The report also fails to address the question of in whose interests (foreign or otherwise) the GCSB and SIS serve. The Edward Snowden revelations, and the FBI’s involvement in the raids on Kim Dot Com and his associates (of which the GCSB was found to have been illegally involved) underscore why the public rightfully has concerns that external foreign powers use the GCSB as an instrument that serves their own national security interests.
The report does mention how human rights should be a consideration for investigations conducted by the Inspector General of Intelligence and Security, which could offer a counter-balance to the previously heavy-weighted national security intelligence considerations applied to trade implications.

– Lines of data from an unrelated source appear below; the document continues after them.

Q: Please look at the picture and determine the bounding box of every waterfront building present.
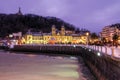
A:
[100,26,120,42]
[22,25,87,44]
[24,32,44,44]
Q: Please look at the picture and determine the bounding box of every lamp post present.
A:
[86,32,89,47]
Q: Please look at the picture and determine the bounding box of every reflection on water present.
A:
[0,51,91,80]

This recommendation may provide a reference, or at least a point of discussion, should the SIS embark on another disastrous, costly, wobbly, and legally flawed security risk certificate exercise – as was initiated when former Algerian politician and academic Ahmed Zaoui was imprisoned unjustly after seeking asylum and refugee status in New Zealand. In that case, the SIS cited likely negative trade implications with Algeria as justification for imprisonment without a trial while the Government considered Zaoui’s fate and possible deportation. Of course in the end, after years of legal battles and millions of dollars spent, the SIS retracted its security risk determination and deemed Zaoui not to be a risk to New Zealand’s national security at all.
With the forever intensification of state security intelligence powers, there has been much discussion about the need for more robust oversight. It is interesting, if not disappointing, that Sir Michael and Dame Patsy only recommend a slight tweaking of the status quo.

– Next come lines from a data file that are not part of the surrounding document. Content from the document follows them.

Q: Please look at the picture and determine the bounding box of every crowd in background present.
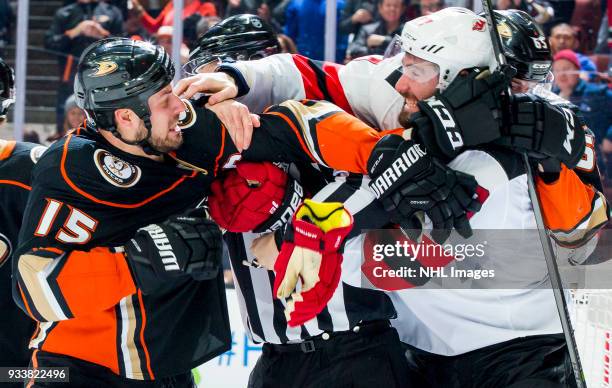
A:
[0,0,610,183]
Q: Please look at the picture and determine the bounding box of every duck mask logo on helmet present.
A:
[74,38,176,155]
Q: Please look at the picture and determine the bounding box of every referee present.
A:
[214,165,411,388]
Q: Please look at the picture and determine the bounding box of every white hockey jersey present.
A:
[221,53,610,355]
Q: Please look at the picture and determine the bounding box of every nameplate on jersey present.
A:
[93,149,141,188]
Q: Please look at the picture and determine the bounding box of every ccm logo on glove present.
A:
[370,143,427,199]
[425,98,462,150]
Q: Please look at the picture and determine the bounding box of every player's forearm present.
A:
[14,247,136,322]
[247,100,404,174]
[223,54,306,113]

For example, it is recommended the Inspector General of Intelligence and Security’s investigative powers be expanded in scope to include investigations into ‘sensitive’ operations. And, the Parliamentary Intelligence and Security Committee be increased to a minimum of five and a maximum of seven politicians. There is nothing in the report’s recommendations that addresses Sir Michael and Dame Patsy’s observation that politicians on the intelligence committee are at times unable to fathom the detail or underlying consequences of information communicated during intelligence briefings – presumably due to the use of jargon, intel-speak, and vague references in the communications.
One would have expected, at the very least, this report would have recommended a robust oversight committee be established with a mix of sworn in and appointed experts including political, judicial, constitutional, and formerly operational members.
There is much detail in the report, and overall Sir Michael and Dame Patsy have provided a robust analysis of today’s security intelligence environment, its demands, complexities, and referenced realities of security threats (whether they be cyber-security, human, infrastructure, or reputational in nature).
The Cullen-Reddy report does not make recommendations nor observations as to whether New Zealand has the balance right between the state’s search and surveillance powers and those of the citizenry’s right to expressions of freedom and liberty without undue corruption of those ideals.
And as far as public discussion, discourse and debate is concerned, it would have been helpful had the report included an observation of where New Zealand currently sits on the search and surveil Vs civil liberties axis when compared to the other Five Eyes intelligence partner states – I would suggest the Telecommunications (Interception Capability and Security) Act 2013 and other states’ counterpart legislation could be used as a benchmark.